The post merely explains some of the potential issue of galvanic reaction, and offer insight Into the science behind the facts and why copper based products are not advised for use where aluminium products are concerned

On the other hand ceramic products were developed to offers a modern alternative with the added benefit of slightly higher melting point & without the potential issue of copper based products! Why ?

Readers can make their own mind up accordingly, but it is interesting VW do not recommend copper based products! And indeed if VW are requested to apply copper based products, VW will add a note regarding the use of copper products on their invoice paperwork to highlight the use ! Perhaps in case they need to rebuff future claim !
I have no preference for either I merely add the information some sought, albeit the information appears in and advert for a Ceramic product, the information is available elsewhere, but this is a succinct version.

What people choose to use is up to them, this thread was started to assist others in identifying the potential issue, hopefully via discussion people can take the available information and make their own informed decision. Particularly as there is another very similar thread going on at the same time as this one regarding the exact same issues.

Just because someone has always done something in a particular way does not necessarily mean it’s the only way !
.
 
I have to rotate wheels like each 4months due to crazy uneven wear. Some garages overtighten the nuts, which is bad.
Make sure to get a decent X wrench.
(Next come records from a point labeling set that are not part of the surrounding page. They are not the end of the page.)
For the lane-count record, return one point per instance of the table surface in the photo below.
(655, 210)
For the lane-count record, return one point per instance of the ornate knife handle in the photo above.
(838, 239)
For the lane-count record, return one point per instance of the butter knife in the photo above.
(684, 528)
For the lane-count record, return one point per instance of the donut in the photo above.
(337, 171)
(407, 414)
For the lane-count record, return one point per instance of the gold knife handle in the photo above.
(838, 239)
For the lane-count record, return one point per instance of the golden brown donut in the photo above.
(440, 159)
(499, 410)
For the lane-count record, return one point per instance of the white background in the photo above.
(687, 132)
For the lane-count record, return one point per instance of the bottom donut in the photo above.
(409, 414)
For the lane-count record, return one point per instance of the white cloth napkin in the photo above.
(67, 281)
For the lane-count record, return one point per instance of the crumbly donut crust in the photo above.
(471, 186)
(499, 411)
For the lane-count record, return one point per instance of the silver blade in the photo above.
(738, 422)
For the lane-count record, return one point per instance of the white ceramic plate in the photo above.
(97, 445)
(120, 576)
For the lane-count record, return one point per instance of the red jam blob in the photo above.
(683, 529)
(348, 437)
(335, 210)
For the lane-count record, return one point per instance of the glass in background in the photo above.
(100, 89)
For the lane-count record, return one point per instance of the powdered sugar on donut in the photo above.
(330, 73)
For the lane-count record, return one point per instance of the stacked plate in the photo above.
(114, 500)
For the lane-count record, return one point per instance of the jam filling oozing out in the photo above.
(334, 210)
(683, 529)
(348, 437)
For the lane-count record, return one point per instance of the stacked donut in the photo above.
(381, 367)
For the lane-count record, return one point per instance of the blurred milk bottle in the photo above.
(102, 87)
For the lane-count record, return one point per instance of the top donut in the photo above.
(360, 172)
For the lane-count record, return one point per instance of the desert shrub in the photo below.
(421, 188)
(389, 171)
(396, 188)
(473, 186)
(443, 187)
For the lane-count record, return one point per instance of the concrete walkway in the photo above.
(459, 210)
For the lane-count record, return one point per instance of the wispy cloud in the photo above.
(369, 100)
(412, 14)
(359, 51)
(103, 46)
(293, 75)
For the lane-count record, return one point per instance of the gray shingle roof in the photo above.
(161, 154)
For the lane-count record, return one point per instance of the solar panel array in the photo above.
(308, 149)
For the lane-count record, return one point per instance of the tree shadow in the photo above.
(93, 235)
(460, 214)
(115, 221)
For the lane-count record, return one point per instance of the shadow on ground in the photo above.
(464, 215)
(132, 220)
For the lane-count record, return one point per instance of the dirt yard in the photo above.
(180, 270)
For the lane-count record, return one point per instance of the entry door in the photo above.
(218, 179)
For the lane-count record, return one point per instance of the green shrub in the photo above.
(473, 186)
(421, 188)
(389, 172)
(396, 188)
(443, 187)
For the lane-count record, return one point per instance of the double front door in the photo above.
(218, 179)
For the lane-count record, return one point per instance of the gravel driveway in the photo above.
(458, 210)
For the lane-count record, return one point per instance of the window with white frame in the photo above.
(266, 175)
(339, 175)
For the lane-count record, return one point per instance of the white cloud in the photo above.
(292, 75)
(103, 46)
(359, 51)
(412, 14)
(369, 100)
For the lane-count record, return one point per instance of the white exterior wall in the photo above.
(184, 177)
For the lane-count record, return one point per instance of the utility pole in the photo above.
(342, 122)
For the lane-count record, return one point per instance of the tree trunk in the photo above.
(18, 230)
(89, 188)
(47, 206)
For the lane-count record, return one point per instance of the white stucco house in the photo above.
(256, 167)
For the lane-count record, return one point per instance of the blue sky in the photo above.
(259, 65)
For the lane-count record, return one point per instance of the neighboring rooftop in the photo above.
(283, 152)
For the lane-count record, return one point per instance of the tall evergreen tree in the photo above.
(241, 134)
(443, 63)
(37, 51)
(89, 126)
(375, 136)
Stock one is a piece of S that should be thrown right away.
 
Use of Copper based grease argument is slightly missing the point in that using it on the brake parts can be potentially lethal due to the grease melting and running onto the brake surface, especially if excess grease is applied.

What both myself and others are saying is that using it on the wheel to hub contact points is a way to preventing corrosion bonding the wheel to the hub. Used with moderation of course.

A good layer of wax polish to both the hub and wheel centre would be much better than nothing.